Choral Work
for 24 moving voices

“... elegantly mingles folk elements with theatrical staging.”
~Christopher DeLaurenti, The Stranger

Creative Team
Byron Au Yong, music & movement
Aaron Jafferis, English lyrics
Lao Tzu, Chinese lyrics

Duration 6 minutes
Commissioned  and premiered by The Esoterics
2005 Premiere in Everett, Medina, Seattle, Tacoma
Support from Meet the Composer, National Endowment for the Arts

Performed by The Esoterics: Andrew Oakley, Bayta Maring, Betsy Baeskens, Bill Falconer, Bruce Weber, Curtis Man, Dan Luethy, Doug Rank (soloist), Erin Harlan, Jeremy Porter, Jessica Spears, Karen Lindenberg, Karyn Schwartz, Kathea Yarnell, Kristen Ramer, Lorri Frogget, Mary Wieneke, Matthew Keri, Meredith Burness (soloist), Michael Seidel, Penny Cramer, Reidar Dittmann, Sam Beckert, Theo Yaung; conducted by Eric Banks


Program Notes
“To yield is to preserve unity.”

The opening line of Byron Au Yong’s Surrender encapsulates the message and experience of his work. As the text, music, and movement weave together in performance, one feels viscerally the essential truth that to resist, defend, or insist is to enter more deeply into struggle. In a time so beset with aggression, anxiety, and violence, it is a great joy to be reminded of the wisdom in surrendering: to the unknown, the unassuming, to the collective gesture of creativity and imagination.

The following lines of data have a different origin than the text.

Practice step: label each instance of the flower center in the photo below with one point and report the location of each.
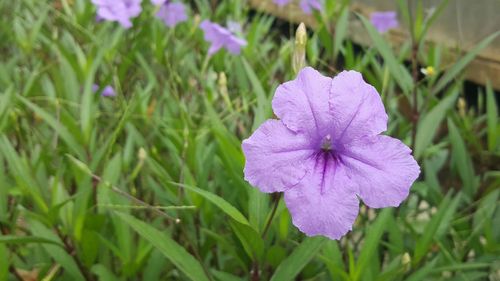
(326, 144)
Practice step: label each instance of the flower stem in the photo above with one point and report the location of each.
(276, 200)
(255, 266)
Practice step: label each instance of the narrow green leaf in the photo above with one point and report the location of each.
(371, 242)
(492, 118)
(168, 247)
(299, 258)
(251, 240)
(262, 110)
(436, 226)
(63, 132)
(11, 239)
(462, 159)
(340, 30)
(431, 121)
(453, 71)
(59, 255)
(220, 203)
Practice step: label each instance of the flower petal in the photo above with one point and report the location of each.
(323, 203)
(302, 104)
(274, 157)
(383, 168)
(357, 108)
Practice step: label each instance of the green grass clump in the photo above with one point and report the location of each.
(148, 185)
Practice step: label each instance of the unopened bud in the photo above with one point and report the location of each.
(299, 52)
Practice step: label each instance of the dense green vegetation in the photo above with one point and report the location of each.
(148, 185)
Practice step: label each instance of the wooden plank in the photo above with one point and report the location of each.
(486, 66)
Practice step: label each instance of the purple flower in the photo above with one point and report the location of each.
(326, 151)
(220, 37)
(308, 5)
(118, 10)
(281, 3)
(172, 13)
(108, 91)
(383, 21)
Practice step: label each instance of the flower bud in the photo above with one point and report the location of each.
(299, 52)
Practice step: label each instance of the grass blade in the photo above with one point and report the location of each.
(168, 247)
(299, 258)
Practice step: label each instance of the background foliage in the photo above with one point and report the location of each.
(149, 185)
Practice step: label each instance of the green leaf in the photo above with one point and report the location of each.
(429, 123)
(436, 226)
(251, 240)
(453, 71)
(371, 243)
(461, 159)
(299, 258)
(401, 74)
(263, 107)
(340, 30)
(11, 239)
(492, 118)
(59, 255)
(62, 131)
(168, 247)
(220, 203)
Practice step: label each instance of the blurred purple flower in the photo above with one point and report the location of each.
(326, 151)
(172, 13)
(158, 2)
(234, 27)
(383, 21)
(309, 5)
(281, 3)
(220, 37)
(118, 10)
(108, 91)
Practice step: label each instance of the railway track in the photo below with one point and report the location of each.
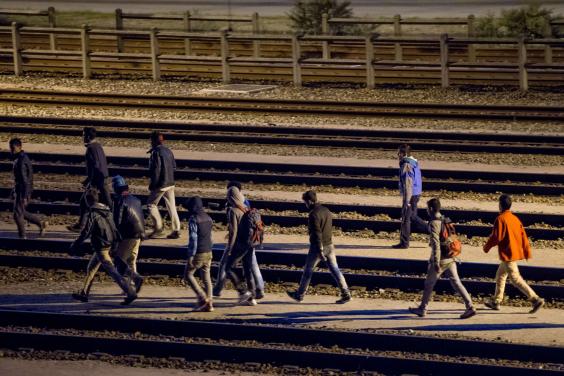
(64, 202)
(285, 106)
(312, 175)
(281, 267)
(294, 136)
(276, 345)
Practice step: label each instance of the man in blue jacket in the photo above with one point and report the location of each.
(410, 187)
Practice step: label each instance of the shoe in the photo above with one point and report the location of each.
(43, 228)
(138, 284)
(294, 295)
(492, 305)
(156, 234)
(129, 299)
(538, 304)
(400, 246)
(418, 311)
(468, 313)
(244, 297)
(345, 298)
(80, 296)
(74, 228)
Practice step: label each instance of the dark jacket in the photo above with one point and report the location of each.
(200, 227)
(161, 167)
(23, 175)
(320, 226)
(96, 164)
(128, 217)
(100, 228)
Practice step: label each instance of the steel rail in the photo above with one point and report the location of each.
(278, 254)
(274, 274)
(317, 107)
(282, 335)
(294, 136)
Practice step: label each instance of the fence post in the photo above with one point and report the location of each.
(17, 49)
(155, 63)
(548, 47)
(85, 49)
(52, 24)
(523, 76)
(325, 31)
(296, 57)
(119, 26)
(256, 30)
(471, 34)
(397, 33)
(187, 28)
(225, 72)
(369, 45)
(444, 61)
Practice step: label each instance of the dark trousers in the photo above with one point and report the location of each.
(408, 215)
(245, 255)
(105, 198)
(21, 214)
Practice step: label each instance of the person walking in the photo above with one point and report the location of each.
(103, 234)
(161, 186)
(200, 226)
(441, 262)
(320, 227)
(513, 245)
(236, 205)
(410, 187)
(96, 175)
(23, 186)
(130, 222)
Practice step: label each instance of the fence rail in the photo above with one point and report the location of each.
(296, 62)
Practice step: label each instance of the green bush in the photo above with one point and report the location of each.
(306, 15)
(532, 21)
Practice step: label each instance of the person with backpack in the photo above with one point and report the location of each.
(234, 214)
(130, 222)
(200, 227)
(410, 187)
(97, 176)
(161, 171)
(320, 227)
(444, 248)
(245, 233)
(513, 245)
(103, 234)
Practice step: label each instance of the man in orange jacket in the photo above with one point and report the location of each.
(513, 245)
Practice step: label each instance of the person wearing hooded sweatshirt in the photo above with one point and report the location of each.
(96, 175)
(513, 245)
(103, 234)
(200, 226)
(23, 186)
(410, 187)
(130, 222)
(236, 206)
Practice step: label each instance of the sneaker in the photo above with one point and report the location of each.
(418, 311)
(80, 296)
(244, 297)
(174, 235)
(294, 295)
(537, 304)
(468, 313)
(156, 234)
(400, 246)
(43, 228)
(492, 305)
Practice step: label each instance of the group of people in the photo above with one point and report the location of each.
(116, 227)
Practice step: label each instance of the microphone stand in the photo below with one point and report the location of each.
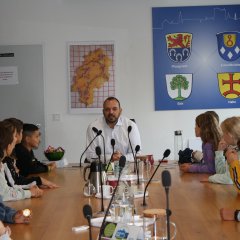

The meditative state that this piece evokes and requires holds us in such a gesture - drawing energy into itself, and then surrendering just as fluidly, as a prayer for possibility and for peace.

~Karen Schwartz, The Esoterics

Composer Notes
As an American in a time of discord, I challenge myself to untangle the complexities, hear the outrage, accept the justifications, recognize the fear, embrace the sorrow, and acknowledge the denial of war, because I am descended from survivors of involuntary migration. My grandparents fled Japanese imperialist aggression during World War II. I am touched by their hardships as well as ceremonies of healing.

Surrender combines singing with tai qi to reach a state filled with strength and compassion, so I can continue to be engaged with my country at war. I use text from the Dao De Jing because of the potential for transformation contained in the Chinese ideograms of Verse 22, by Lao Tzu. These include the character images for missing, confused heart, hands pull apart, sun disappears, claws, chopping sound, crimes of the mouths, and plants rise from the ground.

With the help of hip hop poet Aaron Jafferis, I merge Mandarin and English texts. The tai qi movements and vocals for Surrender are forever mindful of taking the next step.

~Byron Au Yong

Press Quotes
“He first worshipped Bach and Chopin, but gradually switched — from piano to percussion, from reverence to questioning and from one cultural source to a melange.”
~Jen Graves, The News Tribune

“... meditative music without the mush and just a hint of muscle.”